First, you could inject the container as a dependency. This works, but has several issues. You’ve now coupled yourself to the container. Also, you have no way of knowing as a consumer of that class what needs to be in the container – the dependencies have become completely opaque.
A second choice is to inject a factory object. Then call the factory when you need to create an object; the factory implementation can call back into the container. This improves testability and solves the lack of metadata problem above. However, it has the downside of lots of boilerplate code. A separate factory class for every class in your system. Ugh.
Automatic factories solve these problems pretty easily. It’s so simple I should have done it a long time ago. Simply have a dependency of type Func<Whatever>. Then you’ll get that delegate injected. When you invoke the delegate, it calls back into the container to Resolve<Whatever>().
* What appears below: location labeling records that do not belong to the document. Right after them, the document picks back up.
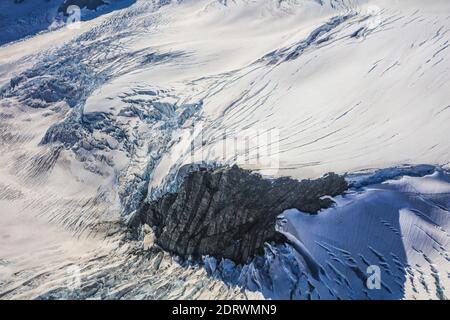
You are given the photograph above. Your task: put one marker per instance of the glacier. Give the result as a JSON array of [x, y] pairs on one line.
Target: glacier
[[99, 118]]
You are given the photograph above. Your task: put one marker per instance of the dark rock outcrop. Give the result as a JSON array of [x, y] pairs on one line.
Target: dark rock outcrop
[[230, 212]]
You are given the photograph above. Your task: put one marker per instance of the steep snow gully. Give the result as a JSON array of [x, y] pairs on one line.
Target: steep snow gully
[[131, 139]]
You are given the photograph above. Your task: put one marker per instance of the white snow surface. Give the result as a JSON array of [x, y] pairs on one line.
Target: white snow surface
[[92, 117]]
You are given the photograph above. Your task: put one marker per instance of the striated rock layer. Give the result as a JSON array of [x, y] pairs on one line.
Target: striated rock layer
[[231, 212]]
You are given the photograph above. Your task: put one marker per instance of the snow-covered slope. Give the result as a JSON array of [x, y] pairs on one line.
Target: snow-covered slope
[[93, 117]]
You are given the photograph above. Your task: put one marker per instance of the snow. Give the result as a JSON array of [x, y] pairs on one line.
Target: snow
[[92, 117]]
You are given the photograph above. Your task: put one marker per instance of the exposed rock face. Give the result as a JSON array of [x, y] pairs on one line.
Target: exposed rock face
[[230, 212]]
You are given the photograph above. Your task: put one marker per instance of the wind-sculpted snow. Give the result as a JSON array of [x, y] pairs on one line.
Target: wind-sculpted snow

If you resolve the dependency with a name, that’s the name the func will use when invoked to do a resolve.
Finally, if your dependency is Func<IEnumerable<Whatever>>, then you’ll get a ResolveAll call executed.
Simple. straightforward, and solves all the problems of coupling, lack of metadata, and boilerplate code.
This is in the drop I just posted yesterday on Codeplex source control – go take a look and let me know what you think!